現役最年長のミステリ作家・辻真先、最新作『命みじかし恋せよ乙女 少年明智小五郎』で示した力量

現役最年長のミステリ作家・辻真先の最新作

 現役最年長の日本のミステリ作家は誰か。こう聞かれたら、誰もが辻真先と答えるだろう。1932年生まれの作者は、NHK勤務を経て、アニメや特撮を中心に脚本家として活躍。一方で、漫画・劇画の原作も手掛ける(あまりにも作品数が多く、その全容は不明である)。そして1972年の『仮題・中学殺人事件』から、本格的にミステリの執筆を開始。以後、多数のシリーズものを生み出した。近年になっても創作意欲が衰えることなく、「昭和ミステリ三部作」――『深夜の博覧会 昭和12年の探偵小説』『たかが殺人じゃないか 昭和24年の推理小説』『馬鹿みたいな話! 昭和36年のミステリ』――を、二年に一冊のペースで刊行。また、2023年には「迷犬ルパン」シリーズの新作となる『迷犬ルパン異世界に還る』を、同人誌で上梓している。
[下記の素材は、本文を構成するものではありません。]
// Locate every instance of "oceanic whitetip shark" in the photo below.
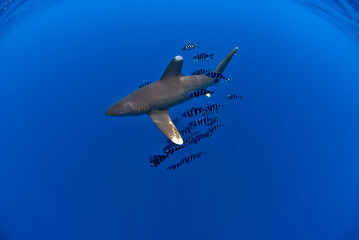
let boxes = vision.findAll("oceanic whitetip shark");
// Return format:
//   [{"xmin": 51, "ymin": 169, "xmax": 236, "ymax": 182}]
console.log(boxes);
[{"xmin": 106, "ymin": 47, "xmax": 238, "ymax": 145}]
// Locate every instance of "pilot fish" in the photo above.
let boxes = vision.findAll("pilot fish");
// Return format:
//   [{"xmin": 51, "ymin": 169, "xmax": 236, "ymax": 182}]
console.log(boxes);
[
  {"xmin": 186, "ymin": 89, "xmax": 214, "ymax": 98},
  {"xmin": 193, "ymin": 53, "xmax": 214, "ymax": 62},
  {"xmin": 138, "ymin": 80, "xmax": 152, "ymax": 88},
  {"xmin": 189, "ymin": 116, "xmax": 218, "ymax": 126},
  {"xmin": 182, "ymin": 107, "xmax": 204, "ymax": 117},
  {"xmin": 192, "ymin": 68, "xmax": 213, "ymax": 75},
  {"xmin": 206, "ymin": 72, "xmax": 231, "ymax": 82},
  {"xmin": 149, "ymin": 155, "xmax": 168, "ymax": 167},
  {"xmin": 202, "ymin": 104, "xmax": 224, "ymax": 116},
  {"xmin": 182, "ymin": 43, "xmax": 199, "ymax": 51},
  {"xmin": 167, "ymin": 151, "xmax": 208, "ymax": 170},
  {"xmin": 226, "ymin": 94, "xmax": 242, "ymax": 100},
  {"xmin": 207, "ymin": 123, "xmax": 226, "ymax": 134}
]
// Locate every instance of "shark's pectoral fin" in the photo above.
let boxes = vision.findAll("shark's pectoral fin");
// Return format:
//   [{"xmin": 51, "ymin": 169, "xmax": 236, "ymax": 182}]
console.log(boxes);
[{"xmin": 148, "ymin": 109, "xmax": 183, "ymax": 145}]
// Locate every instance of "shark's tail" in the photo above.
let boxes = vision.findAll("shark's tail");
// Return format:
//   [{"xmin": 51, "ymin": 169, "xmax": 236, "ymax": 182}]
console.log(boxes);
[{"xmin": 215, "ymin": 47, "xmax": 238, "ymax": 74}]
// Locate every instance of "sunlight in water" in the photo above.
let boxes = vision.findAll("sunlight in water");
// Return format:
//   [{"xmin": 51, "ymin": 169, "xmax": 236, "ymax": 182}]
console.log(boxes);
[{"xmin": 293, "ymin": 0, "xmax": 359, "ymax": 45}]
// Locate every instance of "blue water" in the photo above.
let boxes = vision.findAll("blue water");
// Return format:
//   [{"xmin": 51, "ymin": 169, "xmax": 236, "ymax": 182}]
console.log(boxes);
[{"xmin": 0, "ymin": 0, "xmax": 359, "ymax": 240}]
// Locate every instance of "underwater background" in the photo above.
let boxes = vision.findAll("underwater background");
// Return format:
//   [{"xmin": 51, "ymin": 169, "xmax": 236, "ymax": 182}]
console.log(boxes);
[{"xmin": 0, "ymin": 0, "xmax": 359, "ymax": 240}]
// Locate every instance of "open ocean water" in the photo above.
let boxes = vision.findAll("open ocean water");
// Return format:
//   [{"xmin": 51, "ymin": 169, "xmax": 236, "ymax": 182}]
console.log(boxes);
[{"xmin": 0, "ymin": 0, "xmax": 359, "ymax": 240}]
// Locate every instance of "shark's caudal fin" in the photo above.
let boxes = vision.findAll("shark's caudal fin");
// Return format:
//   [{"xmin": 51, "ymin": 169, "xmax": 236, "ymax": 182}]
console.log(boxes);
[
  {"xmin": 215, "ymin": 47, "xmax": 238, "ymax": 74},
  {"xmin": 148, "ymin": 109, "xmax": 183, "ymax": 145}
]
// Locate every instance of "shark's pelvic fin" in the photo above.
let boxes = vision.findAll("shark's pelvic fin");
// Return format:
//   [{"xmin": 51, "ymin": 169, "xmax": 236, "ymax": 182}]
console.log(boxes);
[
  {"xmin": 160, "ymin": 56, "xmax": 183, "ymax": 81},
  {"xmin": 148, "ymin": 109, "xmax": 183, "ymax": 145},
  {"xmin": 215, "ymin": 47, "xmax": 238, "ymax": 74}
]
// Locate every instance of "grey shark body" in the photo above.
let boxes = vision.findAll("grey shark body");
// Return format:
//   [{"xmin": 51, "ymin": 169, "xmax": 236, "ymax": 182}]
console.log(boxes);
[{"xmin": 106, "ymin": 48, "xmax": 238, "ymax": 145}]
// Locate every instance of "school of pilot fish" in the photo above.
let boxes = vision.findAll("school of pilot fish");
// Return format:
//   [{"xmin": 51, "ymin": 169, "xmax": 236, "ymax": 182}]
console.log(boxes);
[{"xmin": 148, "ymin": 42, "xmax": 242, "ymax": 171}]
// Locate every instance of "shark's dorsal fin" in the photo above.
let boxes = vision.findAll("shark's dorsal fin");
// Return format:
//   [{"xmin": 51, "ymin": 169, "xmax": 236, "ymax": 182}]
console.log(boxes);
[
  {"xmin": 160, "ymin": 56, "xmax": 183, "ymax": 81},
  {"xmin": 148, "ymin": 109, "xmax": 183, "ymax": 145}
]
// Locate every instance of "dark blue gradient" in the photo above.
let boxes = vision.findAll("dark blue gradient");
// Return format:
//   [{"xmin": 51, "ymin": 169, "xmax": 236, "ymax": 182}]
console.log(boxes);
[{"xmin": 0, "ymin": 0, "xmax": 359, "ymax": 240}]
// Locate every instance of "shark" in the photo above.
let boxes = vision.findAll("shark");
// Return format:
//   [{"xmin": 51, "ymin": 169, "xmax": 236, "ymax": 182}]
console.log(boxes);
[{"xmin": 105, "ymin": 47, "xmax": 238, "ymax": 145}]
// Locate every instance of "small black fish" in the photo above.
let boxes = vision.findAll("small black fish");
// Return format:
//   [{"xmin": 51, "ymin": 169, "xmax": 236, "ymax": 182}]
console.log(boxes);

 そんな作者の最新刊が、『命みじかし恋せよ乙女 少年明智小五郎』だ。物語の舞台は、大正八年の東京近郊の世田谷村。そこにある村一番の富豪である守泉家の屋敷だ。芝居用の舞台まである屋敷は、先々代からの普請道楽で建て増しを重ね、上から見るとひらがなの〝む〟の字のように見える。ゆえに「むの字屋敷」と呼ばれていた。

 帝国新報の記者・可能勝郎は、その「むの字屋敷」で行われる『番町皿屋敷』の芝居を取材するため、世田谷村に赴いた。演じるのは、旅芝居「なかむら座」。座頭の子の中村静禰が花形だ。だが「むの字屋敷」の周囲では、不審な出来事が続いていた。屋敷に着いた勝郎も、首のない鶏が吊るされているのを目撃する。さらに屋敷の人間関係も複雑なようだ。守泉家当主の余介は、苫米地部ゆらと、花谷歌枝という、ふたりの妾を抱えている。しかもゆらの娘で養女にした滴にも手を出しているという噂があった。男爵と呼ばれる守泉家食客の大田原金彦と妹の銀子。銀子専属の看護婦の仁科類子。緊縛画家の伊藤晴雨。晴雨のモデルの佐々木カネと、弟子の阪本牙城……。その他にも使用人や、屋敷に出入りしている人たちと、登場人物は多い。それを分かりやすく紹介しながら、作者は軽快にストーリーを転がしていく。

 なお、伊藤晴雨・佐々木カネ・阪本牙城の三人は、実在人物がモデルになっている。「あとがき」で自身の思い出と絡めて三人を語っているので、物語を読み終わった後に参照していただきたい。また、進行役の可能勝郎は、作者のシリーズ・キャラクターの先祖である。もともと辻作品は、どこかで繋がっていることが多い。本書もそのひとつなのである。ファンにとてっては、嬉しい趣向だ。

 さて、「むの字屋敷」に泊まって世話になる勝郎だが、さまざまな騒動に遭遇。さらっと、特殊な能力を持つ人物も出てくる。本書の帯にある「特殊設定」は、これを指しているのだろう。勝郎が目撃した、扼殺された女性の死体が消え、代わりのように福兵衛と呼ばれる竹で編んだ素通しの籠が現れるという、不可解な事件も起こる。困った勝郎は、帝国新報に寄稿している〝探偵小僧〟の明智少年に連絡。かくして明智少年と、明智家分家の中学生のゴロちゃんが、屋敷にやって来るのだった。

 タイトルに〝少年明智小五郎〟とあることからも分かるように、本書は江戸川乱歩の創作した名探偵明智小五郎の少年時代の事件となっている。かつて『焼跡の二十面相』『二十面相 暁に死す』という、「少年探偵団」シリーズのパスティーシュを執筆している作者である。本書もパスティーシュとして、存分に楽しめるようになっている。

 しかも、事件全体の構図や、張り巡らされた伏線が、実に鮮やか。やがて起きた、衆人監視下での殺人を経て、乗り込んできた警視庁の敏腕警部が、みんなを集めて推理を披露するあたりから、ページを繰る手が止まらない。時代設定・特殊能力・奇妙な屋敷・明智小五郎などなど、これだけ大量のネタを盛り込みながら、読みごたえのある本格ミステリに仕上げた、作者の力量に、あらためて恐れ入る。素晴らしい作品だ。

 現在、作者は〝レジェンド〟と呼ばれるが、伝説にするのはまだ早い。これからも現役のミステリ作家として、健筆を揮い続けてくれることを、期待しているのである。